You need to get a minimum voltage on the diode to get it to strike, 3V, even with an appropriate resistor, isn't enough. Does the same laser still light on the 4.4 V ?

Yes, you've destroyed them. Laser diodes are JUST like LEDs, in that they have a very low resistance and need current limiting to protect them.

Put the units on their original, 4.5 volt supply and measure the voltage drop across the 68 ohm resistor. I= V/R, so you can deduce the running current, and the forward volt drop, since V supply - Vdropped = Vlaser.

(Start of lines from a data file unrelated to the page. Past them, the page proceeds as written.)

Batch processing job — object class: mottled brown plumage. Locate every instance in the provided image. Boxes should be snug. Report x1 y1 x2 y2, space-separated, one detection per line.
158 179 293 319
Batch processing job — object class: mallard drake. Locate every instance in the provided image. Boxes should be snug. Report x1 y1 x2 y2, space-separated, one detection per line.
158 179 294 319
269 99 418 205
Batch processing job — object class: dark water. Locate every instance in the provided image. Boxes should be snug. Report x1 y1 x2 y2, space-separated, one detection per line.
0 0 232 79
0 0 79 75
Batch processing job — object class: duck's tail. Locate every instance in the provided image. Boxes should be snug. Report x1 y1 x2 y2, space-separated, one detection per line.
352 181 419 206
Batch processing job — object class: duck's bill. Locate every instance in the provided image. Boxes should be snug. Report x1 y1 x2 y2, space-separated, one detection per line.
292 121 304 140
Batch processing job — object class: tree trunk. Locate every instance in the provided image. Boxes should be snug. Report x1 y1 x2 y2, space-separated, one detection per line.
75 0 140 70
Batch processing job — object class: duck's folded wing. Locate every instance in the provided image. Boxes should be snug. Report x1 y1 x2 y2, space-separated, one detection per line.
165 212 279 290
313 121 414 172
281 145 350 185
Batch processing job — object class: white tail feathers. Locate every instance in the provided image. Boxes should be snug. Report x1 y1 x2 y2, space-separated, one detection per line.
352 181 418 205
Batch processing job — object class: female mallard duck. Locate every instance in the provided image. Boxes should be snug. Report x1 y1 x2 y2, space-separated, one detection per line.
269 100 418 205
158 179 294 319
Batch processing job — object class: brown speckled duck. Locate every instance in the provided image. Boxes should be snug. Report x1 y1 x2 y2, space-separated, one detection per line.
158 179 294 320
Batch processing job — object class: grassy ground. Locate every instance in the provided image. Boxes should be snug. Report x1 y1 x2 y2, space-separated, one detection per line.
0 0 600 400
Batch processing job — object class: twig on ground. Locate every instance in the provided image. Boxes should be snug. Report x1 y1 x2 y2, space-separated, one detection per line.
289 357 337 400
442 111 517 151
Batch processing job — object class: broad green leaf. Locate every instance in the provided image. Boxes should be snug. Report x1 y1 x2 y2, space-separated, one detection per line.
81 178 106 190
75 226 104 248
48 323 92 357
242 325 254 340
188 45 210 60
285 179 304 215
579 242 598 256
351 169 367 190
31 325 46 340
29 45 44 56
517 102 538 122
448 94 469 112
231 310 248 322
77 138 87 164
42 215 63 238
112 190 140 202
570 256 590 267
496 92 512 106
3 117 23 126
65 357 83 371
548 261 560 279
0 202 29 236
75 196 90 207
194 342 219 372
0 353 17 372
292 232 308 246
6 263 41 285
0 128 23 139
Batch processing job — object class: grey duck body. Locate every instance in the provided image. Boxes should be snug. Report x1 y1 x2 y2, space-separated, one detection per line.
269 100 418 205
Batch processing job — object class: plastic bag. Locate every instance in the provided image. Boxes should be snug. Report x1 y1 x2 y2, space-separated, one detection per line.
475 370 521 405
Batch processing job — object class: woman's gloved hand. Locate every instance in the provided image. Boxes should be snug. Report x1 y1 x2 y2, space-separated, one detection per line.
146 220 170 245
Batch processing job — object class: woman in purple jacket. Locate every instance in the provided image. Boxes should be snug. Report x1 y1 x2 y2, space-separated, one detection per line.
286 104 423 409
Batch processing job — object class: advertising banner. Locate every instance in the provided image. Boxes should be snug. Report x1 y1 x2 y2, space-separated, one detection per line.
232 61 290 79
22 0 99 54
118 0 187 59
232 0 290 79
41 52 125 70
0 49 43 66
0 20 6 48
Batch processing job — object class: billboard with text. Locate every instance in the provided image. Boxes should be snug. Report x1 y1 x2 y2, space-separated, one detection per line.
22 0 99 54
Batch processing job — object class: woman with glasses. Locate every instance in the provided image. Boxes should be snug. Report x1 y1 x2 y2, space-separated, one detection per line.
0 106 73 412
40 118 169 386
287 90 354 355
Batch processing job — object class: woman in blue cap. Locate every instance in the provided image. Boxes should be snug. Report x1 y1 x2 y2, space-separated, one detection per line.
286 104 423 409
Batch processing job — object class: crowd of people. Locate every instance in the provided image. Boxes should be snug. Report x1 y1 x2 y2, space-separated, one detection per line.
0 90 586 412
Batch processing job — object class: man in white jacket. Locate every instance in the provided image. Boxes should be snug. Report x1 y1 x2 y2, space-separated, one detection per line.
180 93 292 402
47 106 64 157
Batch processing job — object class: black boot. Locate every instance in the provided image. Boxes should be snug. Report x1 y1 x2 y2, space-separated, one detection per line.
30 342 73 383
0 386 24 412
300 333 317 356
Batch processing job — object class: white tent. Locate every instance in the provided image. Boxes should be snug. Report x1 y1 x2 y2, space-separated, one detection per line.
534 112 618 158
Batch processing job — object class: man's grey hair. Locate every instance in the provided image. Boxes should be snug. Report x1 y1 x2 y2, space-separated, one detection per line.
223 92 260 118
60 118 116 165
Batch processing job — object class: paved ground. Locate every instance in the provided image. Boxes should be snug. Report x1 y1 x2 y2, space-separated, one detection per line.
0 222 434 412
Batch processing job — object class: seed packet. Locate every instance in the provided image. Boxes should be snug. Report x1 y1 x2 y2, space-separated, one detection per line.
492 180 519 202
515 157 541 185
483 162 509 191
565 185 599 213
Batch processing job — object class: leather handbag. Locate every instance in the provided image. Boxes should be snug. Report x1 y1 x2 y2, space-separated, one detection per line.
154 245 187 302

Now, take your new supply voltage (3V) and R= (Vsupply-Vdiode)/ I

Using lasers as "light bulbs" is likely to get you thrown in prison

Steve

Thanks for making it simple.... I did the calculations with 3 hearing aid batteries slightly decharged ( 3.96 V ) when I measured across the resister I got a voltage drop of 1 , when I used a set of slightly newer batteries ( 4.40 V ) I got a voltage drop of 1.26 ? If I have 3 Volts - 1Vdiode = 2 ohm resister? I was curious so I put 2 D batteries together, connected them to the laser ( with its original 68 ohm resistor ) and the voltage drop was 0 the laser did not work. I even bypassed the resistor and the laser DIDN'T light up or burn out. I tried the same with 4 AA batteries No light and did not burn out ? So how come with 3 hearing aid batteries the laser will light but nothing with the D or AA batteries. Shouldn't I at least be able to make the laser light or burn it out with the larger batteries? As for Prison -Your right while my neighbors are used to my projects I'm not sure the rest of the world would be ........